永田礼路「まどいのいきもの」1巻,小学館

永田礼路「まどいのいきもの」1巻,小学館

[ Amazon ] ISBN 978-4-09-8638246

 大体,国家資格である医師免許を持って居ながらにして,歌人になったり作家になったり漫画家になったりソフトウェア作ったりという人種がいること自体,人間の持つエネルギーや能力は不平等極まりないなということを痛感させられるのである。古くは斎藤茂吉から始まって息子の北杜夫,渡辺淳一,手塚治虫という超ビッグネーム迄居る始末。困ったことに,医療は自然科学から人間心理学から社会学までネタの宝庫であるから意欲さえあれば書く材料には事欠かない。エッセイ漫画から重厚な人間ドラマまで幅広の題材が選べるだけに,読者としては楽しみが多くなるわけだが,SF畑出身(?)の永田礼路はファンタジー路線に「ロン先生の虫眼鏡」とか岡崎二郎的な生物学蘊蓄的な方向で連載を持つに至り,今回めでたく商業単行本を刊行することができたのである。
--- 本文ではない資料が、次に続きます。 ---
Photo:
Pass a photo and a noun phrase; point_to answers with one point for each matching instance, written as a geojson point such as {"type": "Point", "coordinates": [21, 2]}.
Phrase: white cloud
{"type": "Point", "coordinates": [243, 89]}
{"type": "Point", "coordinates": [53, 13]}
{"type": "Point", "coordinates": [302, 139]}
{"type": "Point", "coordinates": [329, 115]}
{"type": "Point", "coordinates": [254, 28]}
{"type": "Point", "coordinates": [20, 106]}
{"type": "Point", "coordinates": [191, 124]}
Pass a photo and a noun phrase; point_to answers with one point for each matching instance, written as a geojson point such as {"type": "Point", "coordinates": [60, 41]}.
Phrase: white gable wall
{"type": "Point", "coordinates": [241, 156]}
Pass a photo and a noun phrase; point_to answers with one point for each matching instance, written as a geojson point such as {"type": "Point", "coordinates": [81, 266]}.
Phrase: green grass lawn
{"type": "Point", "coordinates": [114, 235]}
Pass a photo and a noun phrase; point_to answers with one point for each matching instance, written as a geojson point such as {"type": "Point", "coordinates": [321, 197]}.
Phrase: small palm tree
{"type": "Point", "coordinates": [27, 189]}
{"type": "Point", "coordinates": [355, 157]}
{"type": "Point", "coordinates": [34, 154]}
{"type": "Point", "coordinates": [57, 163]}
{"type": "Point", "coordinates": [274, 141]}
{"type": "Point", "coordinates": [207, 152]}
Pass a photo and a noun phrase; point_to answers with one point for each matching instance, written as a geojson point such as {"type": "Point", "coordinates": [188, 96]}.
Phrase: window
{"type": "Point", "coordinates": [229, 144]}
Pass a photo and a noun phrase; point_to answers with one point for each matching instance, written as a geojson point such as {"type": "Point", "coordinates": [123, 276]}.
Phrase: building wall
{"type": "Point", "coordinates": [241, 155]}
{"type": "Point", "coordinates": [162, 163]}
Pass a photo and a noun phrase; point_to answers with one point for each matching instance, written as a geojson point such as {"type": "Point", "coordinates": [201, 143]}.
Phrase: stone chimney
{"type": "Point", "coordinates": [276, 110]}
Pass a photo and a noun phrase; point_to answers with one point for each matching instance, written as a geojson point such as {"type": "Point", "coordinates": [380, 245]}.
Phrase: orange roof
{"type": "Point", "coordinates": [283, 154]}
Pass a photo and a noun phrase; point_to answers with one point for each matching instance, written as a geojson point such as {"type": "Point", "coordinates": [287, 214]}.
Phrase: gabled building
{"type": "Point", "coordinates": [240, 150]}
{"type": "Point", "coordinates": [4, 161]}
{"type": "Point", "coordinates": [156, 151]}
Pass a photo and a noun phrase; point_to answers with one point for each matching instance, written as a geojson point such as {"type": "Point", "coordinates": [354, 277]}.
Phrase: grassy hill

 著者の永田がどういう遍歴を経て医者兼漫画家なったのかということを知りたければ著者のエッセイ漫画(前編後編)を読むのが良い。最近ではベテラン漫画家が自分の人生を振り返った作品を描くことが多いが,割と若いうちに,というか,まだまだ現役真っ最中でまだキャリアの半分ぐらいじゃないのという向きも,一息つきたいということなのか,はたまたこれからを見据えてということなのか,来し方を振り返った漫画を描いたりすることがある。古くはとり・みきの「あしたのために」というギャグエッセイ漫画があったが,やっぱりキャリアの合間にヒマができたりするとその手の吐露をしたくなるのかなと勝手に想像しているのである。

 永田の場合,手塚ほど漫画にのめりこんでそっちを本業にしたというほどではないにしろ,本業と並行してのデッサン教室通いをしたり,出版社に持ち込みしたり,同人誌を作ったりと,かなり漫画の方にも気合いを入れて取り組んだようである。そのせいか,画風はオーソドックスながらも画力は高く,それでいて上品なユーモアを醸し出しているあたり,ワシの好みの一端とフィットしている。もうちっとエロいと個人的には嬉しいのだが,そのあたりは教養が邪魔しているのか,正直前作はう~んという感じであったが,本作は自然体でオチの効いた読み切り短編としてまとまっており,しかも一口メモ的な生医学的エッセイ付き。エンターテインメントだけでは物足りない小うるさいオタク気質の読み手にはお勧めできるものとなっている。それでいて通底するSFミステリー的伏線を感じさせるところもあり,打ち切りになっちゃった過去作よりも良い着地になることを願っている・・・いやまぁ続きは同人でという手もあるんだけど,正直,売り上げと読者からの反応を気にする編集者が関わらない作品には「ゆるい」感じが付きまとうことが多くて,個人的には好んでも人様にはイマイチ勧めづらいところがあるのだ。いや,これは理工学書を書いた経験しかないワシも痛感するところで,好き勝手書いたものよりは読み手を気にした記述が多い方が格段に良いものになっていること間違いないのである。

 とゆーことで,2巻以降が紙媒体で出るかどうかは不明なれど,電書であっても商業連載作品としては一定の面白さを保つためにも続いて欲しいと願っている。胡乱な学者タイプの医者と謎な女性(?)看護師が紡ぐSFショートショートっぽいテイスト,今となっては天然記念物的希少価値のある作品なのである。